Supposedly high, but mated to AWD, AT and a big body, it's still going to be very slow compared to that VTi on initial pick-up, but it should have better mid-range grunt.
By the way, don't go to the Autofocus show. There's a Forester Turbo there for test-driving, and Carlo's positively gushing about it. Test-driving that might sway your decision...
Well, there are two schools of thought... no, heck, opinions are across the board.
But in all honesty... stock factory tuning is not the best in terms of power and economy. Stock factory tuning is designed around compromises... noise requirements, durability requirements, emissions requirements, cost requirements, etcetera...
To meet some of these requirements, factory ECUs often err on the rich side, meaning, more fuel in proportion to air than the ideal "stoich" (wait, I've got to look up the spelling...) ...errh stoichiometric ratio (the ratio at which fuel and air achieve perfect combustion)... When an engine runs "rich", extra fuel is injected for the sole purpose of cooling down the combustion chambers, to avoid detonation, overheating, and the like. You can tell it's running rich by the smell of gasoline at the tailpipe.

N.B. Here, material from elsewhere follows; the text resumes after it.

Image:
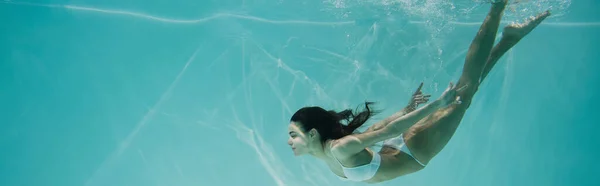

Rich isn't bad... in fact, for turbo engines, it's vital to run slightly rich. But running too rich
is. That's why some manufacturers specify ECU remapping for some car models, because they've found out their stock maps are much too rich. Or sometimes, not rich enough (which leads to engine problems... ala Chevrolet? At least, that's a theory for some of their busted engines...). There's also an explanation here for why the Khaos Fuel Saver might work for some (because it leans out the fuel-air mixture), but is still very dangerous for most (because it's unmetered and non-application specific).
Also, stock maps aren't always fully optimised. Which is why some manufacturers can offer a "sports edition" of a car with more power, without changing very much. (My car is an example... additional 10hp from a different ECU... confirmed by guys swapping ECUs and performing dyno-tests)
A remap will not only help achieve a better fuel-air balance, it'll optimize your powerband, leading to smoother running (no hesitation or dips in the power) and hopefully, better consumption. How much extra power and how much better in terms of fuel depends on how good the tuner is.
You can do this via an Air-fuel controller (Autoplus), piggyback (available at Speedlab) or via ECU-remapping (at Autotechnika). A piggyback ECU will give you the MOST options in terms of tunability... an ECU-remap will help keep your warranty (as long as you don't add anything else to the engine).
These things are expensive, though... at 30,000 pesos (average) for these various options, it's often the last thing to do when modifying. But if all you want is some extra "oomph" (say, about 15-30 hp with your WRX) without the extra noise of a new exhaust or a warranty-voiding new turbine (Speedlab has the new Garrett GT28RS! It spins like it weighs nothing!), it's not bad.
Be warned... modifying is kinda addictive... you might end up buying more stuff. If you do end up buying the whole shebang from Speedlab, tell Sidney he owes me a free camber kit... hehe.